Nikole Hannah-Jones, the pugnacious creator of the New York Times’s “1619 Project,” tweeted on Tuesday: “One day after this election is over I am going to write a piece about how Latino is a contrived ethnic category that artificially lumps white Cubans with Black Puerto Ricans and indigenous Guatemalans and helps explains [sic] why Latinos support Trump at the second highest rate.”
Not every day do I agree with Ms. Hannah-Jones. But I’ve written two books, multiple research papers, essays and op-eds on this matter, and she is correct: These are contrived categories, fabricated terms “with no basis in ethnicity, culture, or race,” as I put it in a 2019 essay.
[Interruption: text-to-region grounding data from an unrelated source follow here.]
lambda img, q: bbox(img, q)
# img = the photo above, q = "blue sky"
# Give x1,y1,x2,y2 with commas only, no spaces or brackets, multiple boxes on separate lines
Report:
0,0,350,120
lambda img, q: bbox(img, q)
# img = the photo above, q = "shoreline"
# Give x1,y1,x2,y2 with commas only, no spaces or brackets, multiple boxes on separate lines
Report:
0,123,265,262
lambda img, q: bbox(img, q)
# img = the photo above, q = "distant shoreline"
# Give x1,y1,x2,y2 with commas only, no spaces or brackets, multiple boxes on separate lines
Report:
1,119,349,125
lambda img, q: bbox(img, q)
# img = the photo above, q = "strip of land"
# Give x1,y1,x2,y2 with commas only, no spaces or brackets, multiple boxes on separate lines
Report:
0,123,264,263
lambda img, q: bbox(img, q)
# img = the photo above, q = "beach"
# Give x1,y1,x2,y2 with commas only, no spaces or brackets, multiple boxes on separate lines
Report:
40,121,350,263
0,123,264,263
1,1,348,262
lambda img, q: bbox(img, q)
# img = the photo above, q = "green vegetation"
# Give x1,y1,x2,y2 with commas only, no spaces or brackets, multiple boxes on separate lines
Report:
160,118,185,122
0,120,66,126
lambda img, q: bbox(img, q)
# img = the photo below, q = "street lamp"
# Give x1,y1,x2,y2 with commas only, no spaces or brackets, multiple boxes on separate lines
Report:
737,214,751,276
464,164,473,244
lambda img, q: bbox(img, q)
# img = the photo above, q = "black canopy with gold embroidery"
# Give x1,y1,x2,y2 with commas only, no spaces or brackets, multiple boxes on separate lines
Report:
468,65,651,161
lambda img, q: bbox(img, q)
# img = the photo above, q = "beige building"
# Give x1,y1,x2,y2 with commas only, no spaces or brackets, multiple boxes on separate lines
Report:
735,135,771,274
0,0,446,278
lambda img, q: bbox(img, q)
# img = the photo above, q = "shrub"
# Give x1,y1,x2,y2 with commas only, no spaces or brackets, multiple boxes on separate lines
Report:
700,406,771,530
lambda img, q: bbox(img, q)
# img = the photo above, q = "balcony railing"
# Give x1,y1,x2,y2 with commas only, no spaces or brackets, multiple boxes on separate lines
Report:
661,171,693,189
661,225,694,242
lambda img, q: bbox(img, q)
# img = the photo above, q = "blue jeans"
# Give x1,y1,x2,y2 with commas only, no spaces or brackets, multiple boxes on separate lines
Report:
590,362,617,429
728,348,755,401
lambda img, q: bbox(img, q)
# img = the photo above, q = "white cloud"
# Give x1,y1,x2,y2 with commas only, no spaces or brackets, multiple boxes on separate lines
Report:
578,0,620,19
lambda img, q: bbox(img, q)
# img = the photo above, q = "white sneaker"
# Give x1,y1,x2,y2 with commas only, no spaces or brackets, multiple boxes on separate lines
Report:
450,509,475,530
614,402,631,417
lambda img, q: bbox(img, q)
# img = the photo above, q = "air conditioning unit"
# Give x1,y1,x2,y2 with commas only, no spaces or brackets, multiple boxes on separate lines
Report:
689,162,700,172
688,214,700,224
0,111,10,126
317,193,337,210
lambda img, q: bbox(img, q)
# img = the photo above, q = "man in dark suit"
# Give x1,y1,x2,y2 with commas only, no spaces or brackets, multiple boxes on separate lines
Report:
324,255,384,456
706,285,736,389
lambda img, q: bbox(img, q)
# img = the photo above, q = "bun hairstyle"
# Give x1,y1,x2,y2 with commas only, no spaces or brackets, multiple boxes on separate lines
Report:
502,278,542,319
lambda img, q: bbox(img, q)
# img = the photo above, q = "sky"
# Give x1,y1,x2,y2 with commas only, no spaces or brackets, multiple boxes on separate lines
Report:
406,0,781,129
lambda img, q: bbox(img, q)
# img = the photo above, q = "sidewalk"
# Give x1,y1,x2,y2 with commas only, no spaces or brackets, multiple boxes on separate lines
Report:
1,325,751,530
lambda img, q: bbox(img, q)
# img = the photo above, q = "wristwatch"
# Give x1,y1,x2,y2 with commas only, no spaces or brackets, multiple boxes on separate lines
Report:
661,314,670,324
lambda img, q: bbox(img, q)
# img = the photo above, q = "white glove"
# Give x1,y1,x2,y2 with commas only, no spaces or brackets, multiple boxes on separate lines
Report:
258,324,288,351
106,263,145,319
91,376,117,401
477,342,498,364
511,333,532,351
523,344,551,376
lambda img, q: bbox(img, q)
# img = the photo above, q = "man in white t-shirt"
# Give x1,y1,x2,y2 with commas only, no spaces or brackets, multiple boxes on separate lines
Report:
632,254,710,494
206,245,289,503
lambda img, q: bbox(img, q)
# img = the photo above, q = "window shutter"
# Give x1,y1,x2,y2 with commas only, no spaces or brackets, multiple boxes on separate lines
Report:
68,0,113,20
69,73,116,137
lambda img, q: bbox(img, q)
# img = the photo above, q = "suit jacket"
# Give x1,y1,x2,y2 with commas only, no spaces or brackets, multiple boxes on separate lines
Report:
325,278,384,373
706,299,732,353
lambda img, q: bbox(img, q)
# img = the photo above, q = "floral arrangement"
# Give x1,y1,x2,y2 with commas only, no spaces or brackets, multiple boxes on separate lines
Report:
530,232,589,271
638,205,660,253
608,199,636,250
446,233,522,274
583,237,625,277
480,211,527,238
Ms. Hannah-Jones subsequently tweeted that the Latino category and others were “created by white people.” They were, though not the way she imagines. These categories were the brainchild of leftist activists—in the “Hispanic” case, Chicano movement activists—who were often richly funded by the likes of the Ford Foundation and other backers, and who then put incredible pressure on reluctant bureaucrats to make these groups official in the census and all other government surveys.
The activists weren’t after accurate counts, then or now, no matter what they say. They wanted to create minorities. As the Berkeley professor Cristina Mora aptly puts in her 2014 book, “Making Hispanics”: “It is one thing to classify a population and another to count it. For Mexican American and Puerto Rican activists in the late 1960s, these issues were inherently related.”
This is why La Raza executive director Raul Yzaguirre urged the Census Bureau in 1974 to drop the national-origin questions it had been asking for more than a century and instead create groups. “There is a difference between a minority group and a national origin group—a difference recognized in terms of national economic and social policies,” he wrote.
The instilling of grievances into the members of the minority groups is carried out by organizations like Asian Americans Advancing Justice, for “Asian-Americans,” or by groups like Voto Latino, for “Hispanics.” Listen to what Voto Latino María Teresa Kumar said during an August Zoom call that also included Ms. Hannah-Jones and Black Lives Matter founder Alicia Garza:
“The challenge with the work that I do at Voto Latino is that I can’t get people agitated because often times they don’t know the great harm that has happened under the structures that we have been raised by,” she said. “But once they start understanding it and recognizing it, they act and react, and fight and run for office.”
In other words, Ms. Kumar sees her job as indoctrination, telling immigrants and their children that the country they have come to is an awful place, which owes them compensatory justice. That such absurd propositions were defeated throughout the country by voters who saw themselves as Americans, not victims, is something to be celebrated, no matter who wins the White House.